1 -A autoridade competente pode conceder o acesso parcial a uma profissão regulamentada no território nacional, desde que se verifiquem as seguintes condições cumulativas:
a)O requerente estiver plenamente qualificado para exercer no Estado membro de origem a atividade profissional para a qual é solicitado acesso parcial no território nacional;
b)A existência de diferenças significativas entre a atividade profissional legalmente exercida no Estado membro de origem e a profissão regulamentada no território nacional que implicaria exigir ao requerente, a título de medidas compensatórias, a conclusão de programa completo de educação e formação exigido no território nacional para obter o pleno acesso à profissão regulamentada;
c)A atividade profissional poder ser objetivamente separada das outras atividades abrangidas pela profissão regulamentada no território nacional.

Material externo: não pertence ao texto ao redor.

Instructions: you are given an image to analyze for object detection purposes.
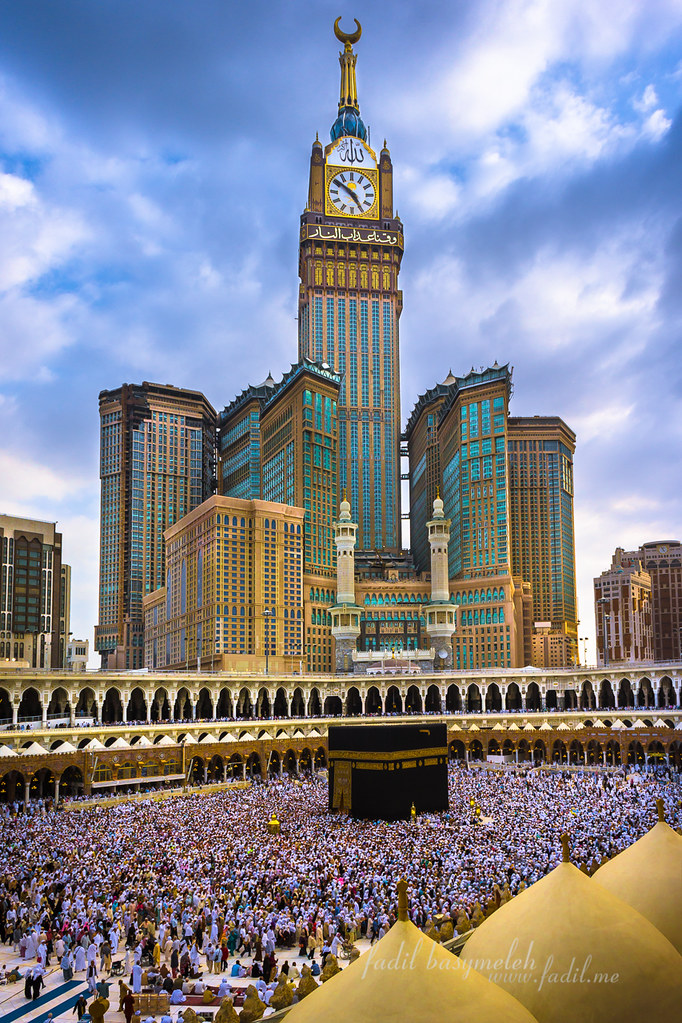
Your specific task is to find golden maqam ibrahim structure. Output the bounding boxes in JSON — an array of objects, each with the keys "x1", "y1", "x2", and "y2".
[
  {"x1": 286, "y1": 881, "x2": 535, "y2": 1023},
  {"x1": 593, "y1": 799, "x2": 682, "y2": 953},
  {"x1": 461, "y1": 835, "x2": 682, "y2": 1023}
]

2 -Para os efeitos da alínea c) do número anterior, a autoridade competente deve ter em conta a suscetibilidade de a atividade profissional ser exercida de forma autónoma no Estado membro de origem.

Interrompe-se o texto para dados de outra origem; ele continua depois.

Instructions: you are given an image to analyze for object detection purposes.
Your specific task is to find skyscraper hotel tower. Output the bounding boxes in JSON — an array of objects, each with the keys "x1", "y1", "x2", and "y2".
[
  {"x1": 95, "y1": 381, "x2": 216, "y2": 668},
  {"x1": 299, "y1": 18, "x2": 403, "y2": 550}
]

3 -A autoridade competente pode indeferir o acesso parcial por razões imperiosas de interesse geral, atendendo ao princípio da proporcionalidade.
4 -Os pedidos para efeitos de estabelecimento em Portugal são examinados de acordo com a secção i do capítulo iii e os artigos 47.º e 49.º
5 -Os pedidos para prestação de serviços temporários e ocasionais no território nacional relativos a atividades profissionais com impacto na saúde e na segurança públicas são examinados nos termos do capítulo ii.

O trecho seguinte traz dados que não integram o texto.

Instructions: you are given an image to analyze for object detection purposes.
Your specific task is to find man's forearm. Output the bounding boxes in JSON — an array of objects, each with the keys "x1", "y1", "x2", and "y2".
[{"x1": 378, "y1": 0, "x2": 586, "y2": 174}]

6 -Sem prejuízo do disposto no n.º 7 do artigo 6.º e no n.º 3 do artigo 49.º, uma vez concedido o acesso parcial, a atividade profissional é exercida sob o título profissional do Estado membro de origem, sem prejuízo de a autoridade competente poder exigir a sua utilização em português, nomeadamente para tutela do consumidor.
7 -Os profissionais que beneficiem de um acesso parcial devem fazer-lhe menção, no âmbito das suas atividades profissionais, em todos os contratos, correspondência, publicações, publicidade e, de um modo geral, em toda a atividade externa em território nacional, bem como informar os beneficiários do serviço e prestar-lhes, em tempo útil, todas as informações que sejam solicitadas.
8 -O presente artigo não se aplica aos profissionais que beneficiem do reconhecimento automático das suas qualificações profissionais, nos termos das secções ii, iii e iv do capítulo iii.